Payment of any severance under the Employment Agreement is contingent upon Mr. Estes’s execution and delivery of a general waiver and release of claims against the Company.  Mr. Estes is subject to a five-year confidentiality covenant and non-competition and non-solicitation covenants for the period commencing on Mr. Estes’s termination of employment and ending on the later of (i) the first anniversary of his termination of employment date and (ii) to the extent Mr. Estes is entitled to post-employment continued vesting of any his outstanding equity awards, the duration of any such continued vesting period (but only for so long as the applicable equity award remains unvested).  Mr. Estes is also subject to an assignment of inventions and developments agreement.
 
The Employment Agreement also provides for arbitration in the event of any dispute or controversy arising out of the Employment Agreement or Mr.
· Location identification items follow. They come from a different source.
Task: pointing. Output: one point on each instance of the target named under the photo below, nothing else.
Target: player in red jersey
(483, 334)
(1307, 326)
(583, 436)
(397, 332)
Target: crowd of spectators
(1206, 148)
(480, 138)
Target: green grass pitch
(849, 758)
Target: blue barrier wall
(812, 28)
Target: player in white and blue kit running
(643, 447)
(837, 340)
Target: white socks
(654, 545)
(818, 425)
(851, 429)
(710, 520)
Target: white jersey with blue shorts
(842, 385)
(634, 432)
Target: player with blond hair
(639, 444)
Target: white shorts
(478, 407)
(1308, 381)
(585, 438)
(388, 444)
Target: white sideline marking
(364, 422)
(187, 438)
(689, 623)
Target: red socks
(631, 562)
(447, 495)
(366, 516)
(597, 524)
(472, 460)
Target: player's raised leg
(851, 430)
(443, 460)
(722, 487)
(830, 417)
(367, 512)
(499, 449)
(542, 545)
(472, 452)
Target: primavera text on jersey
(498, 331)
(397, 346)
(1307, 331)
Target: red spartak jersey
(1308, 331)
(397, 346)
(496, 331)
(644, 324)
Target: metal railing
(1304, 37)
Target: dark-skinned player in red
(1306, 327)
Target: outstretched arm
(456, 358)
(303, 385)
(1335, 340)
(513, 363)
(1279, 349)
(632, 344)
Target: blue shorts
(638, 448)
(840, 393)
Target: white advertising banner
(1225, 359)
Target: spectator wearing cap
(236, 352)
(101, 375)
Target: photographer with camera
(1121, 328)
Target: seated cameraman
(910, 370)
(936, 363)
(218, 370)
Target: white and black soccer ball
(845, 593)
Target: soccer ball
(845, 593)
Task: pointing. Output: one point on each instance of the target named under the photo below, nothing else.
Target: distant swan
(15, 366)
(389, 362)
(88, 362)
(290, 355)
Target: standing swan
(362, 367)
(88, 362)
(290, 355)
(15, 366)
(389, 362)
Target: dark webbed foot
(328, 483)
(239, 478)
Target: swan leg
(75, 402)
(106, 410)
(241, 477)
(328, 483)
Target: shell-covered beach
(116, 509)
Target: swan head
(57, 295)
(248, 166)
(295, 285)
Estes’s employment with the Company.  The Company will pay or reimburse Mr. Estes, on an after-tax basis, for all reasonable legal fees and expenses incurred by him in enforcing rights under the Employment Agreement.
 
The above summary of the Employment Agreement does not purport to be complete and is qualified in its entirety by reference to the Employment Agreement, a copy of which is filed as Exhibit 10.1 to this Current Report on Form 8-K and incorporated into this Item 5.02 by reference.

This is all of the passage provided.